Home Forums SQL Server 2008 T-SQL (SS2K8) Rank duplicates, but only rows involved in duplicates RE: Rank duplicates, but only rows involved in duplicates

  • ChrisM@home (10/24/2014)


    sqldriver (10/24/2014)


    ChrisM@Work (10/24/2014)


    -- Changes MERGE JOIN to NESTED LOOPS, loses sort required for ROW_NUMBER()

    Would you mind explaining some more about this part?

    Thanks

    Sure. Have a good look at the actual execution plans first, I'll get back to you tomorrow.
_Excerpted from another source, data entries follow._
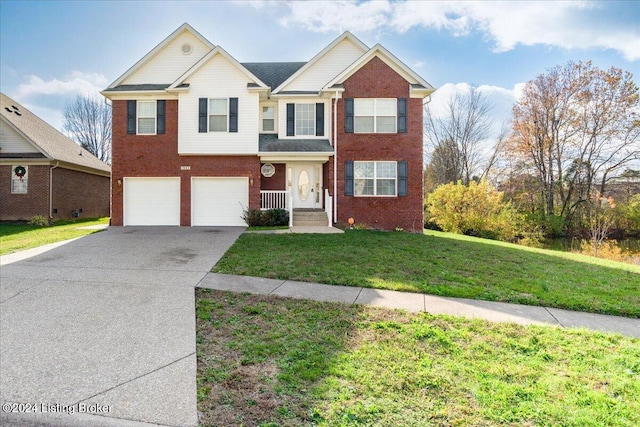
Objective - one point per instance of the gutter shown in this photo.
(335, 159)
(51, 189)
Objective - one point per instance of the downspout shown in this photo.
(51, 189)
(335, 159)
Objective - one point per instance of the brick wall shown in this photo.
(73, 190)
(378, 80)
(15, 207)
(157, 155)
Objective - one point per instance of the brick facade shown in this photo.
(157, 156)
(377, 80)
(21, 207)
(79, 191)
(72, 190)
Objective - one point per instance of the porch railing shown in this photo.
(274, 199)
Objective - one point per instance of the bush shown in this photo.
(268, 218)
(475, 210)
(39, 221)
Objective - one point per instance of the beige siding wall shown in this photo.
(219, 78)
(170, 63)
(327, 67)
(12, 142)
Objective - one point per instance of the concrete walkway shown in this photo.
(100, 331)
(488, 310)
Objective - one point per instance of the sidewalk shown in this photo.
(488, 310)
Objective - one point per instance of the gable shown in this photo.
(419, 88)
(12, 141)
(170, 62)
(325, 65)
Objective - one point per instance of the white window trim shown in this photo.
(375, 178)
(295, 122)
(209, 116)
(375, 116)
(275, 118)
(139, 116)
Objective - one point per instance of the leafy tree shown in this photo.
(88, 122)
(475, 209)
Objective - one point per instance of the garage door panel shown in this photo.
(152, 201)
(218, 201)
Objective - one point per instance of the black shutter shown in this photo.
(402, 178)
(233, 114)
(291, 119)
(131, 117)
(202, 115)
(348, 118)
(348, 178)
(402, 115)
(160, 116)
(319, 119)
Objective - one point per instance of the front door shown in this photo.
(306, 186)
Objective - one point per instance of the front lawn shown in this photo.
(269, 361)
(441, 264)
(17, 237)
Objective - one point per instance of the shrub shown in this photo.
(475, 210)
(268, 218)
(39, 221)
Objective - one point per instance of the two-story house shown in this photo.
(198, 137)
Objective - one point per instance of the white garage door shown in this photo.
(219, 201)
(152, 201)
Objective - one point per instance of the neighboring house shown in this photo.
(42, 172)
(198, 137)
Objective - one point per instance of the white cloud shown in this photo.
(76, 83)
(565, 24)
(501, 99)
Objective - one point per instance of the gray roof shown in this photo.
(269, 143)
(47, 138)
(273, 74)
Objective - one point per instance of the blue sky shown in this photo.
(51, 51)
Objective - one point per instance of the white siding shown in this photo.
(327, 67)
(218, 78)
(170, 63)
(282, 116)
(12, 142)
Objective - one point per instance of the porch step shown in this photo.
(310, 218)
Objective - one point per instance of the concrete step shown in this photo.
(310, 218)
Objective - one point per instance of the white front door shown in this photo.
(306, 186)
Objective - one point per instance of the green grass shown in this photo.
(18, 237)
(269, 361)
(441, 264)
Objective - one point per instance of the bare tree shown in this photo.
(456, 137)
(576, 126)
(88, 122)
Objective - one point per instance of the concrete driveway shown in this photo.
(102, 329)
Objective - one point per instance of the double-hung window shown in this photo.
(375, 115)
(146, 117)
(218, 117)
(375, 178)
(305, 119)
(268, 118)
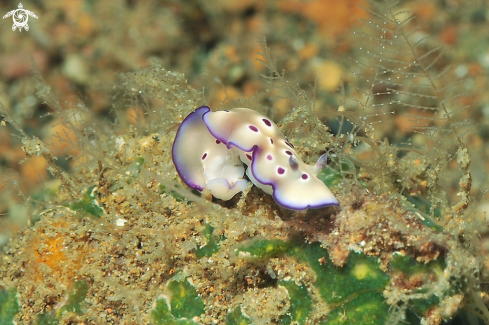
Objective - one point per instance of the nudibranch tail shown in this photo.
(204, 162)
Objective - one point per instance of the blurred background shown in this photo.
(81, 46)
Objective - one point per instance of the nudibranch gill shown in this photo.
(210, 148)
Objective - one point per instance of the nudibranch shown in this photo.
(210, 148)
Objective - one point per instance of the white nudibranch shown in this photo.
(210, 147)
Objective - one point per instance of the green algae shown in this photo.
(335, 284)
(135, 167)
(75, 299)
(355, 290)
(330, 177)
(185, 304)
(212, 245)
(236, 317)
(409, 266)
(366, 308)
(185, 300)
(300, 303)
(161, 315)
(47, 319)
(266, 248)
(88, 204)
(9, 306)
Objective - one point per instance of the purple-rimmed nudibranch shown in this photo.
(210, 148)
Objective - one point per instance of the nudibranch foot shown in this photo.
(202, 162)
(211, 147)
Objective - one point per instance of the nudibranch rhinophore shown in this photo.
(210, 148)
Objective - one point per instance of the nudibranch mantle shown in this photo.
(209, 145)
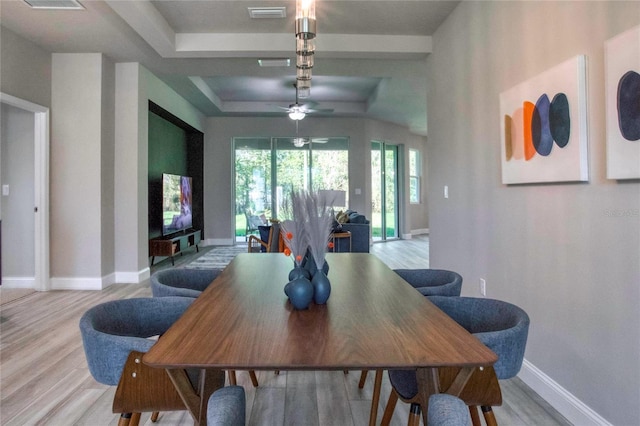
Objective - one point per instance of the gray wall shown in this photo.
(552, 249)
(18, 230)
(25, 69)
(218, 180)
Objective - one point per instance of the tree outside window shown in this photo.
(414, 176)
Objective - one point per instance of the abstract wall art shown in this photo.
(622, 86)
(544, 127)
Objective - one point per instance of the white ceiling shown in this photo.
(370, 54)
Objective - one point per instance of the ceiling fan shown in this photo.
(299, 142)
(298, 111)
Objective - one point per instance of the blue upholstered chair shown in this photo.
(447, 410)
(433, 282)
(501, 326)
(188, 283)
(182, 282)
(227, 407)
(115, 335)
(428, 282)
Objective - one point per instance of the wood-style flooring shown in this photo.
(44, 379)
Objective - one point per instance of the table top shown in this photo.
(373, 319)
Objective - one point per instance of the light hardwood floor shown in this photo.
(44, 378)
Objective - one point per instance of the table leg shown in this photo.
(196, 400)
(428, 384)
(376, 398)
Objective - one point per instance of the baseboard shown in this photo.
(18, 282)
(559, 398)
(132, 277)
(84, 283)
(219, 242)
(419, 231)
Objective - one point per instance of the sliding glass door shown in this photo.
(268, 169)
(384, 191)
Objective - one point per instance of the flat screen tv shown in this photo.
(176, 203)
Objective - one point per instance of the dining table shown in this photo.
(373, 320)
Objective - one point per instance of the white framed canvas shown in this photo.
(622, 86)
(543, 127)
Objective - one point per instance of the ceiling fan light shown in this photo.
(304, 93)
(296, 115)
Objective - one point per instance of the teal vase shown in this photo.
(300, 292)
(321, 287)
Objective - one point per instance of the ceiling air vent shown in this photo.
(267, 12)
(54, 4)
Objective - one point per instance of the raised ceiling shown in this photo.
(370, 59)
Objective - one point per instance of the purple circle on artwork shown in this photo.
(560, 120)
(629, 106)
(540, 131)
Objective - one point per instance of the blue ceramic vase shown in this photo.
(297, 272)
(321, 287)
(300, 293)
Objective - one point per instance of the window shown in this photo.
(414, 176)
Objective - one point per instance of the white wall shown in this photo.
(17, 214)
(25, 69)
(218, 155)
(551, 249)
(81, 171)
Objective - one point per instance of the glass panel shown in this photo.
(292, 167)
(252, 184)
(330, 165)
(376, 190)
(390, 183)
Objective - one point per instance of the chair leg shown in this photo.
(475, 417)
(388, 410)
(489, 417)
(135, 419)
(363, 378)
(232, 377)
(124, 419)
(254, 379)
(414, 415)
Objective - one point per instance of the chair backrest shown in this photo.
(227, 407)
(447, 410)
(433, 282)
(111, 330)
(501, 326)
(182, 282)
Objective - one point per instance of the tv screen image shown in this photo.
(176, 203)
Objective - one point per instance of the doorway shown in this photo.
(35, 274)
(267, 170)
(384, 191)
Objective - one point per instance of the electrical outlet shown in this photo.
(483, 287)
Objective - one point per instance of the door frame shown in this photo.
(41, 114)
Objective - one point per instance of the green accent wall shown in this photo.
(177, 148)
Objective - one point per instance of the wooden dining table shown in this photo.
(372, 320)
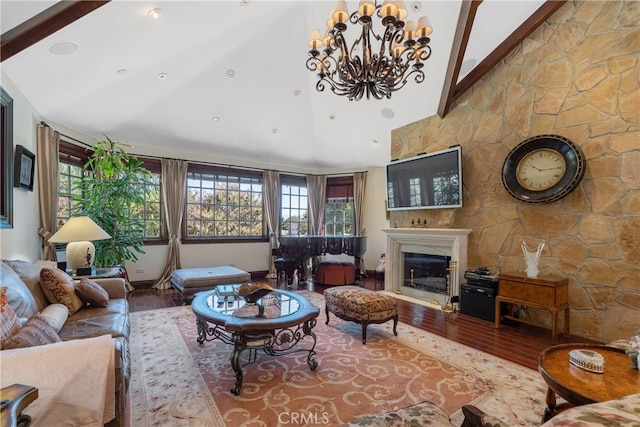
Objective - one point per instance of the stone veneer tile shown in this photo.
(576, 76)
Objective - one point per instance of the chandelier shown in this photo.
(375, 65)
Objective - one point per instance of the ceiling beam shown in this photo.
(498, 54)
(461, 39)
(44, 24)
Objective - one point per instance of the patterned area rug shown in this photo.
(177, 382)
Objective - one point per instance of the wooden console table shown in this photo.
(545, 293)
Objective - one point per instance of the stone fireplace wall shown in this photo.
(576, 76)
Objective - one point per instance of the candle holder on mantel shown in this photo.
(531, 258)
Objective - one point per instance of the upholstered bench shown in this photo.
(336, 273)
(190, 281)
(362, 306)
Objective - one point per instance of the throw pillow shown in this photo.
(56, 315)
(9, 323)
(37, 331)
(18, 295)
(59, 288)
(30, 275)
(92, 293)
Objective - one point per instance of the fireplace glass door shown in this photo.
(425, 276)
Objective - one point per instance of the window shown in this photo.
(223, 204)
(294, 212)
(151, 213)
(414, 192)
(339, 210)
(70, 177)
(71, 173)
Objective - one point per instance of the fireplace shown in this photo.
(427, 272)
(427, 254)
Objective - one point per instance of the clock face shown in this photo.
(543, 169)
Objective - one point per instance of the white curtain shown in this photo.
(48, 178)
(317, 190)
(174, 188)
(271, 194)
(359, 185)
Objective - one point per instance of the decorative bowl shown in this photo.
(255, 296)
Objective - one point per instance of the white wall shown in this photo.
(375, 216)
(22, 241)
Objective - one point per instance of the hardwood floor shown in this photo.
(515, 342)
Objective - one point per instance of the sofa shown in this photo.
(37, 291)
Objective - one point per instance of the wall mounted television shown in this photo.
(428, 181)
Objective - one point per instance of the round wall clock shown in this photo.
(543, 169)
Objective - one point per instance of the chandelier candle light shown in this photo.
(365, 68)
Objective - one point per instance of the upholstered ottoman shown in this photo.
(336, 273)
(190, 281)
(361, 306)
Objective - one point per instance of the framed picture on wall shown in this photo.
(23, 168)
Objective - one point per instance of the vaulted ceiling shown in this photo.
(108, 68)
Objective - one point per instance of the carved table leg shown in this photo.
(239, 344)
(550, 410)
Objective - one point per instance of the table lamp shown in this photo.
(78, 232)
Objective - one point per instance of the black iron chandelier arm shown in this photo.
(362, 68)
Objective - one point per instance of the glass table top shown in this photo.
(226, 301)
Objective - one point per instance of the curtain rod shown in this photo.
(43, 123)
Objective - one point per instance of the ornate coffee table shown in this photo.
(276, 325)
(579, 386)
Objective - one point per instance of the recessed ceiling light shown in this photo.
(387, 113)
(154, 13)
(63, 48)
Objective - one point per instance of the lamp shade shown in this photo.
(78, 233)
(78, 229)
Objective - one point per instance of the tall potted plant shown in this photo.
(112, 193)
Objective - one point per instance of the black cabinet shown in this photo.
(478, 301)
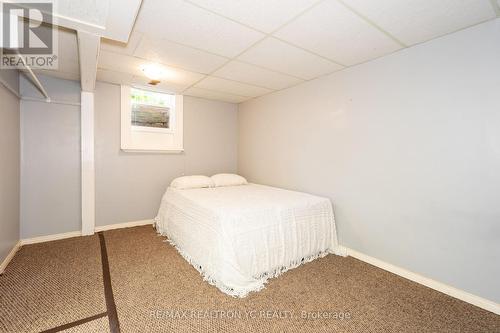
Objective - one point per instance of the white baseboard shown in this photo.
(48, 238)
(433, 284)
(9, 257)
(123, 225)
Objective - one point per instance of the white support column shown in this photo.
(88, 47)
(88, 168)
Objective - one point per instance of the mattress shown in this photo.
(238, 237)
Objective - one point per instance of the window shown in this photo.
(152, 110)
(151, 121)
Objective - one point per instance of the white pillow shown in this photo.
(186, 182)
(228, 179)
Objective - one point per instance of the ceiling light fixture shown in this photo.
(153, 72)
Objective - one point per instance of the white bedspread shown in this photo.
(239, 236)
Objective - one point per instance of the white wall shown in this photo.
(50, 166)
(408, 149)
(129, 186)
(9, 163)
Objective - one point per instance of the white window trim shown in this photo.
(150, 140)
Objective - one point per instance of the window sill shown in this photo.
(177, 151)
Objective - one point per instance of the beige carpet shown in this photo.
(156, 290)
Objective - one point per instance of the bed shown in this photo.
(238, 237)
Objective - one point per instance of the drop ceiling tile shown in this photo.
(165, 86)
(114, 77)
(131, 65)
(420, 20)
(123, 48)
(231, 87)
(215, 95)
(263, 15)
(187, 24)
(90, 11)
(333, 31)
(282, 57)
(251, 74)
(177, 55)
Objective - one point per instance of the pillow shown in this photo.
(186, 182)
(228, 179)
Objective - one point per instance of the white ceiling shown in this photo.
(236, 50)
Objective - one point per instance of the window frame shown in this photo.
(150, 139)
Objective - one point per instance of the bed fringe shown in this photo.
(262, 279)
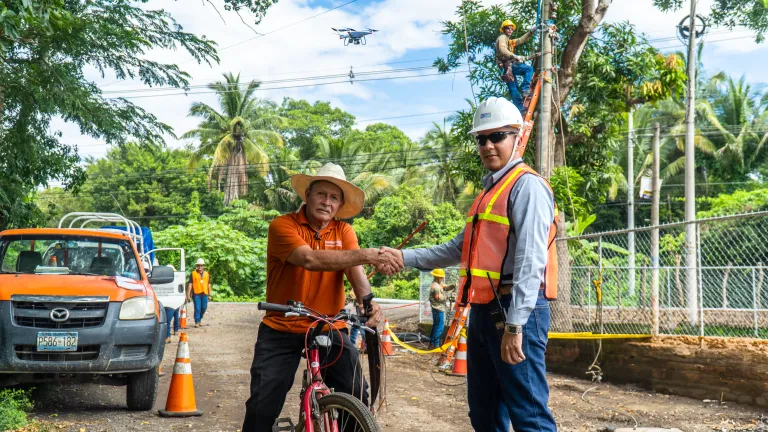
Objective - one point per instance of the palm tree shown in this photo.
(236, 137)
(442, 146)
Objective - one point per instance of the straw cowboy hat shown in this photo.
(354, 197)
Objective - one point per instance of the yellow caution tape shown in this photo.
(439, 349)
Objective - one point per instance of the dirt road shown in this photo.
(221, 354)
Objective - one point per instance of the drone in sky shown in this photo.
(352, 36)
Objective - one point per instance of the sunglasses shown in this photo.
(495, 138)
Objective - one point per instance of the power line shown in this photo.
(264, 34)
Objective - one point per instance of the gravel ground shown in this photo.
(417, 399)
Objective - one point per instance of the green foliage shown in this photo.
(405, 289)
(15, 405)
(233, 259)
(237, 138)
(45, 49)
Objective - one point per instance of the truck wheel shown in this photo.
(141, 392)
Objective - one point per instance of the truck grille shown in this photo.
(37, 314)
(83, 353)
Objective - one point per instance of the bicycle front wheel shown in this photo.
(346, 411)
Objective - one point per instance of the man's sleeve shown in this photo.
(445, 255)
(349, 238)
(283, 238)
(532, 214)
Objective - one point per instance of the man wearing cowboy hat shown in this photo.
(309, 253)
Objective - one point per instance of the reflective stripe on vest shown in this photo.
(200, 285)
(486, 243)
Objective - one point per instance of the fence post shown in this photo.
(700, 281)
(655, 190)
(754, 301)
(598, 301)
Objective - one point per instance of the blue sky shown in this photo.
(409, 36)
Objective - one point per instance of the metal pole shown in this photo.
(545, 104)
(655, 188)
(690, 167)
(701, 281)
(631, 201)
(754, 302)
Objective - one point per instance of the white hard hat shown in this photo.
(495, 113)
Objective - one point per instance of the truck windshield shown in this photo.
(61, 254)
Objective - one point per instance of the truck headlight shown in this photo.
(137, 308)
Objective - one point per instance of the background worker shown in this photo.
(509, 270)
(438, 299)
(199, 290)
(512, 65)
(309, 253)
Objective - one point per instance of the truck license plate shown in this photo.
(57, 341)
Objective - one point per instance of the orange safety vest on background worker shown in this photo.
(200, 285)
(486, 243)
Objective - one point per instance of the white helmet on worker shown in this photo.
(495, 113)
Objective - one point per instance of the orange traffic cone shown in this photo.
(183, 317)
(460, 361)
(386, 340)
(181, 395)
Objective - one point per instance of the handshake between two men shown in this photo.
(389, 261)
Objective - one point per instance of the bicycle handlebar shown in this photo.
(275, 307)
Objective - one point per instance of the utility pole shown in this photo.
(655, 191)
(631, 200)
(543, 165)
(690, 174)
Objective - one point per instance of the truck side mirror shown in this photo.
(161, 275)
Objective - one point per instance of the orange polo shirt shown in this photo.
(321, 291)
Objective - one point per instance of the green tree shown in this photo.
(45, 48)
(143, 181)
(306, 121)
(235, 138)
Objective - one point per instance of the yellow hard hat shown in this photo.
(507, 23)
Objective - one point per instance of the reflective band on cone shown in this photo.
(181, 395)
(386, 340)
(460, 361)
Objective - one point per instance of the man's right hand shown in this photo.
(393, 261)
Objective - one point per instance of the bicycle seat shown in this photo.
(281, 426)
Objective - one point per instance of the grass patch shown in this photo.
(15, 405)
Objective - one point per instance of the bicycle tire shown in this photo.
(364, 421)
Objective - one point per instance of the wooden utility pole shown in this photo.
(543, 160)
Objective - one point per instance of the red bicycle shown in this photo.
(322, 410)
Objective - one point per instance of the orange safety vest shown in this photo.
(486, 243)
(200, 285)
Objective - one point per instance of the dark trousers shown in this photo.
(499, 393)
(275, 360)
(438, 324)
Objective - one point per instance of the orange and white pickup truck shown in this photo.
(77, 305)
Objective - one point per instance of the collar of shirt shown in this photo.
(301, 217)
(493, 177)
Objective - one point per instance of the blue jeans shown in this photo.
(526, 73)
(172, 314)
(498, 392)
(438, 323)
(201, 304)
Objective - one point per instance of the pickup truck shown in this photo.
(77, 305)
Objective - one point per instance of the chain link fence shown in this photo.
(723, 293)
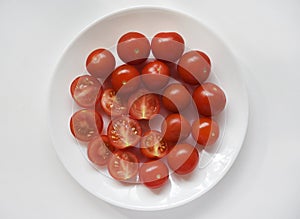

    Oh, neat. I like that.

    What do you think about this? Borrowing a little Itzik Magik.

    WITH dupe1

    AS ( SELECT ROW_NUMBER() OVER (ORDER BY (SELECT NULL)) AS RN ,

    a.BusinessName, a.[Address], a.Phone

    FROM TestBusiness a

    ),

    dupe2

    AS ( SELECT d.BusinessName, d.[Address], d.Phone

    FROM dupe1 d

    GROUP BY d.BusinessName, d.[Address], d.Phone

    HAVING COUNT(*) > 1

    )

    SELECT *

    FROM dupe1 d1

    INNER JOIN dupe2 d2

    ON d1.BusinessName = d2.BusinessName

    AND d1.[Address] = d2.[Address]

    AND d1.Phone = d2.Phone

    WHERE d1.RN > 1;

    The QE hates forcing a seek here, and forcing a hash join (was thinking if the actual tables are much larger, though it may use one anyway if they are) seems to result in 1 more ms CPU time, and one extra logical read.

    Compared with your examples, the IO and time output seem roughly the same, though I'd be interested to hear what you think about the far different execution plan.

    My tests include your suggested index.

    Anyway, looking forward to your response.

    Thanks